Claude BussacClaude Bussac
© Sebastián Bejarano
Écrit par Pablo Barrios
Publié le 28 mai 2020, mis à jour le 18 février 2021

La Directrice générale à Madrid de La Fabrica, organisateur entre autres du célèbre festival PhotoEspaña revient sur le maintien d'une activité culturelle en Espagne, dans le contexte difficile de la crise du Covid-19. Questions-réponses. 


lepetitjournal.com : L’initiative #PHEdesdemibalcón a eu un véritable succès sur les réseaux sociaux avec plus de 500.000 images envoyées par des milliers de participants. Croyez-vous que ce genre d’initiatives peut aider à réduire l’analphabétisme visuel ? 

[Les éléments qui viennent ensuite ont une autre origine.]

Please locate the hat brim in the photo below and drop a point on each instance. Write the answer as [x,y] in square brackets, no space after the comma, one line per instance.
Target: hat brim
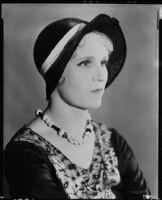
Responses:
[104,24]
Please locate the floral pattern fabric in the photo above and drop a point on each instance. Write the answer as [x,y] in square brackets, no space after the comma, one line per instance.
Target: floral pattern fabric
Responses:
[97,181]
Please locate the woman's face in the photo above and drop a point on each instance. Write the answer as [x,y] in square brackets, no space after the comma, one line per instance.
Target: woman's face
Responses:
[85,75]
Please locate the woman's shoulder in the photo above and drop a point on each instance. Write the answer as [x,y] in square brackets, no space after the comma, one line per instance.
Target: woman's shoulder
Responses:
[112,135]
[24,140]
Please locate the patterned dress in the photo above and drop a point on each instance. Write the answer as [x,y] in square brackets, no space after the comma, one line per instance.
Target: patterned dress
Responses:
[36,168]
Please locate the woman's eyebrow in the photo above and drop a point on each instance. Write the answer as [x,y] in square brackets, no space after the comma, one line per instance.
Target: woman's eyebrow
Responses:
[90,57]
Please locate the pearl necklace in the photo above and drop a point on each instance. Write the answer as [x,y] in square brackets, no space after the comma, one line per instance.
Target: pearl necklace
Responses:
[76,140]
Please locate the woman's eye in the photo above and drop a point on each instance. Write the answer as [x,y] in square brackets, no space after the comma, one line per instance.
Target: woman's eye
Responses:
[84,63]
[104,62]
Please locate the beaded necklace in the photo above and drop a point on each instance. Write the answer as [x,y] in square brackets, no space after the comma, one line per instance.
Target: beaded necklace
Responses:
[76,140]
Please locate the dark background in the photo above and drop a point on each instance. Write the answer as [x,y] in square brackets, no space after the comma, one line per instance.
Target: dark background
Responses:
[130,104]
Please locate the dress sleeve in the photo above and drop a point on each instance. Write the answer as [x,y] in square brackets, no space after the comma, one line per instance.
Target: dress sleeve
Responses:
[133,184]
[29,174]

Je pense surtout que ce genre d’initiative a l’avantage d’être une initiative qui est simple, qui est collective et qui avait pour ambition, simplement, de créer un petit peu d’espoir, et de créer un projet collectif, très démocratique. La photographie, maintenant, est un langage très démocratique. Tout le monde fait des photographies. Tout le monde utilise son smartphone pour faire des photos. Nous êtions tous confinés, c’était  une facon d’inciter les gens à utiliser leur aspect créatif, grâce à un moyen qui est la photographie et qui est vraiment accéssible à tout le monde. De ce côté-là, cela a été un succès qui nous a un peu dépassé. Nous ne nous attendions pas à un aussi grand succès. En même temps c’était une initiative collective incitant plusieurs villes d’Espagne à montrer une sélection de leurs meilleures photographies. Au total 48 villes ont participé, ce qui permet une exposition répartie sur tout le territoire, issue d'une sélection de ces images. Une qualité claire de ce projet a été cet élan collectif. Mais il n'y a pas d’ambition pédagogique. On ne prétend pas remédier l’analphabétisme visuel. D’ailleurs, je ne crois pas être très d’accord avec cela, même si ce n’est pas parce que tout le monde peut faire une photographie qu’on est tous photographes. Mais je pense aussi qu’il est important de partager des moments autour de la photographie, que c'est fantastique de voir autant d’images partagées par les gens. 

 


Très prochainement, les centres culturels et les musées vont progressivement pouvoir ouvrir leurs portes au public et de nombreux défis se poseront pour restaurer la confiance de ce dernier. Comment va réagir La Fabrica dans ce contexte ?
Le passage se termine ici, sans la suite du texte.